Ouhaouh, les quelques phrases de Vaujour sur l'innocence sont à couper le souffle. Comment se reconstruire après la perte de l'innocence ? Il donne la réponse sans la donner. C'est cette chose qu'il a construit avec cette femme qui a perdu son innocence pour lui, mais a tout vécu par amour. J'ai vécu ça de voir quelqu'un vivant des choses tellement extrêmes et pouvoir tenir parce qu'il a quelqu'un à aimer, parce qu'il se sait aimé. C'est en ça que je sais que l'amour est une arme incroyable et que la manipulation en amour a la force et le pouvoir de tuer un être vivant. Je sais que j'ai encore du travail pour avoir une idée de ce que j'ai vécu avec Stéphane. Je ne saurai sans doute jamais la vérité, il n'y en a sans doute pas. Parce qu'en fait c'est complexe. J'ai toujours retenu une part de confiance. Et encore aujourd'hui. Il n'a jamais gagné ma confiance totale. Il y a des choses que je ne saurai jamais. Et lui non plus. Stéphane est du genre à zapper très vite les choses, Vaujour parle bien de ça. De cette radicalité radicale. Aujourd'hui je la comprends mieux. Il avait déjà perdu son innocence et il connaissait par coeur la mienne.

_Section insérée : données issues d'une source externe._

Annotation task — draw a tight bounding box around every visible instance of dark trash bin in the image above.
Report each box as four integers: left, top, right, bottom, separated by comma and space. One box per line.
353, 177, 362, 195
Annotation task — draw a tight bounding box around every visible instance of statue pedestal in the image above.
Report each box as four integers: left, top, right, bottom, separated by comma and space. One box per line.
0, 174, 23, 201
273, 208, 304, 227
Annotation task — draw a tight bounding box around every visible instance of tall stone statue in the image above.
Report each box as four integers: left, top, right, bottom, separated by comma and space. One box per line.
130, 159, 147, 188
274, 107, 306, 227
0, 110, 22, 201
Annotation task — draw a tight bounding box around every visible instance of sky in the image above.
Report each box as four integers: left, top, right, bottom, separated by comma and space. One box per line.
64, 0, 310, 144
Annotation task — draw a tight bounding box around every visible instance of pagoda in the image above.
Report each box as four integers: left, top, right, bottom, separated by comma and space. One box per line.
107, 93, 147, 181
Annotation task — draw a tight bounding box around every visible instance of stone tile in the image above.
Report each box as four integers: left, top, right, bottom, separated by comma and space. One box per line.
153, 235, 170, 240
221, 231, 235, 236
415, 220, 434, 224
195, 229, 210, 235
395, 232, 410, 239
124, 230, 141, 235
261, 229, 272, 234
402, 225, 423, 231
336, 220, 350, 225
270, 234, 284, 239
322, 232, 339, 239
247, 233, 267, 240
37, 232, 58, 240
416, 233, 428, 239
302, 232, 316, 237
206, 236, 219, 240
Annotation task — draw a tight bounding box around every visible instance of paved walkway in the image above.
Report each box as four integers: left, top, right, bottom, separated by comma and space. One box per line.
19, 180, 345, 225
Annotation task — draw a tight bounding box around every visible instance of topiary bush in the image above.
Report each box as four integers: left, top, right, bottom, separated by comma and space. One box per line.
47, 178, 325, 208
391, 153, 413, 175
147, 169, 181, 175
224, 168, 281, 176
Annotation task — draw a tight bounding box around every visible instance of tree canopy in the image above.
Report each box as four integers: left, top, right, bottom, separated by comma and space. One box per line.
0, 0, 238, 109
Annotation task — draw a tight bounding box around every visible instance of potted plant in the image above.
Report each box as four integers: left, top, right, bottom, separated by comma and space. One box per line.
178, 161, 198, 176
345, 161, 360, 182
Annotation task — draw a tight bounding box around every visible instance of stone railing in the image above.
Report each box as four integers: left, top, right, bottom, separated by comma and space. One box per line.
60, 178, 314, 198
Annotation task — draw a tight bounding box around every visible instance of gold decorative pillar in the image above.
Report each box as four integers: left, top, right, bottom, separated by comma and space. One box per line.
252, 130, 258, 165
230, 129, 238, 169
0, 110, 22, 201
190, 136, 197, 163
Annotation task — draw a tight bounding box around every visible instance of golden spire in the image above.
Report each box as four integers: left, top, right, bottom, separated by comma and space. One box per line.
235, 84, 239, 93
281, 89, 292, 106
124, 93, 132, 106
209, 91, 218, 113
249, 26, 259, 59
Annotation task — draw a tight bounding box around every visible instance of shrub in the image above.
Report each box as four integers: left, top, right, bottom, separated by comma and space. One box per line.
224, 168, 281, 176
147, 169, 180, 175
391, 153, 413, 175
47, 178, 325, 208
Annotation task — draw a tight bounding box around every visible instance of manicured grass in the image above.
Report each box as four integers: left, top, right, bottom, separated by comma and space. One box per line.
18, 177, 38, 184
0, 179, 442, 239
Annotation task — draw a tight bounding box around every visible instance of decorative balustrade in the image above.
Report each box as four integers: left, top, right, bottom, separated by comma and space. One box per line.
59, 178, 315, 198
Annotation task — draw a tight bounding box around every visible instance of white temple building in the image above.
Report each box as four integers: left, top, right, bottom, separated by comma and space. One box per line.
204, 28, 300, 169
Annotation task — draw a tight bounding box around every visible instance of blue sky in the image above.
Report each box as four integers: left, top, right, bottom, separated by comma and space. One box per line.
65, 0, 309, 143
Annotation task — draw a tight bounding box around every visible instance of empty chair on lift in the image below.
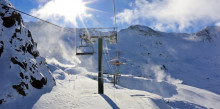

Quand le film s'est fini, la femme à côté de moi qui avait pleuré pendant la projection m'a dit : "Il est sublime ce film", j'étais bouche bée. Puis je lui ai dit : "Vous avez vu comment on construit un homme dangereux." Puis on a discuté. C'était mignon et un joli moment.
"Quand j'ai pris la balle dans la tête, j'ai entendu quelqu'un dire "Celui-ci ce n'est pas la peine, il est mort" et j'ai pensé : "Tu n'as jamais été aussi vivant que moi."